An agreement between rivals Tencent and Alibaba on sharing music licensing is being heralded as a major step forward for streaming in China, as record labels look to develop a market with huge potential.

The deal sees Tencent Music Entertainment Group sub-license its rights with major labels like Universal, Sony and Warner to Alibaba’s Ali Music, in exchange for access to some of Asia’s biggest labels like Rock Records, HIM International and Media Asia Entertainment Group.

This means Chinese music fans using services like Ali Music's Xiami or Tencent's QQ Music can access more artists without having to subscribe to multiple platforms.

The deal is expected to encourage more users to pay for subscriptions, with the music industry hoping Alibaba and Tencent’s collaboration can unlock the huge potential of streaming in China.

The deal comes amid speculation that QQ Music – believed to have as much as a 77 percent share of China’s streaming market – is gearing up for an IPO that Bloomberg reports could be worth as much as 10 billion US dollars. But is China’s streaming market big enough to compete with well-established names like Spotify, Apple Music and Tidal?

How many people in China stream music?

Questmobile and Jefferies report that as of June this year, the three platforms operated by Tencent – QQ Music, Kugou and Kuwo – had 526 million active monthly users. That’s much higher than Spotify, which reached 140 million active monthly users worldwide in June, and Apple Music’s 27 million subscribers.

So streaming in China must be worth billions?

Tencent’s streaming platforms may have more than half a billion active users, but only 15 million of those are believed to be fee-paying subscribers, compared to 50 million for Spotify and all 27 million of Apple Music’s users.

Despite having 50 million users paying approximately 120 US dollars a year, Spotify is still making big losses. 85 percent of Spotify’s expenses go towards distribution and royalties, with the company reporting losses of 581 million US dollars so far this year.

Apple Music charges similar subscription fees, and spends around 58 percent of its estimated 3.25 billion US dollar revenue on royalties.

QQ Music’s annual spend on royalties is unknown, but its subscription packages are significantly cheaper than Spotify or Apple Music, with the current annual fee for the “Green Diamond” VIP package only 120 yuan (18.40 US dollars) per year.

Even if all 15 million subscribers pay that amount, revenues of 276 million US dollars barely compare to the 3.064 billion US dollars raked in by loss-making Spotify in 2016.

But surely it’s all about potential?

Yes, potential is the keyword for China’s streaming industry, and the main reason why Tencent has been able to sign groundbreaking deals with Universal Music Group, Sony Music and Warner Music – the music world's "big three" are keen to gain a foothold in China.

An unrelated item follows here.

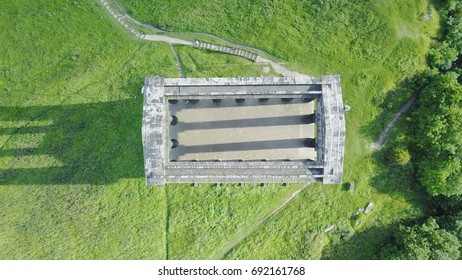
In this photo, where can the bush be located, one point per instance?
(400, 156)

China’s music industry grew 20 percent between 2015 and 2016 to become the 12th biggest in the world according to the International Federation of the Phonographic Industry (IFPI), and streaming platforms like those operated by Tencent and Alibaba are seen as key to fighting illegal downloads in the country.

However, Chinese consumers will need to undergo a major shift if the music industry wants to make money in the country. While the movie industry has grown to such an extent that 2016 saw China spend 45.3 billion yuan (6.9 billion US dollars) at the box office, research by Jefferies estimates that the paid music market in China will be worth just under three billion yuan (459 million US dollars) in 2017.

The IFPI found in 2015 that per capita annual spend on music in China was only 0.10 US dollars, suggesting that Tencent and Alibaba have a tough fight on their hands if they want to convince more users to pay for music in the country, especially if Tencent wants to convince investors that QQ Music really is worth 10 billion US dollars.

While details of Tencent’s deals with Universal and other major labels are unclear, artists and other industry workers will expect to be paid royalties on a par with Spotify and Apple Music.

That means the pressure is on for China to transform into a market happy to pay for music – otherwise major labels will look elsewhere, and take the music industry's top talent away with them.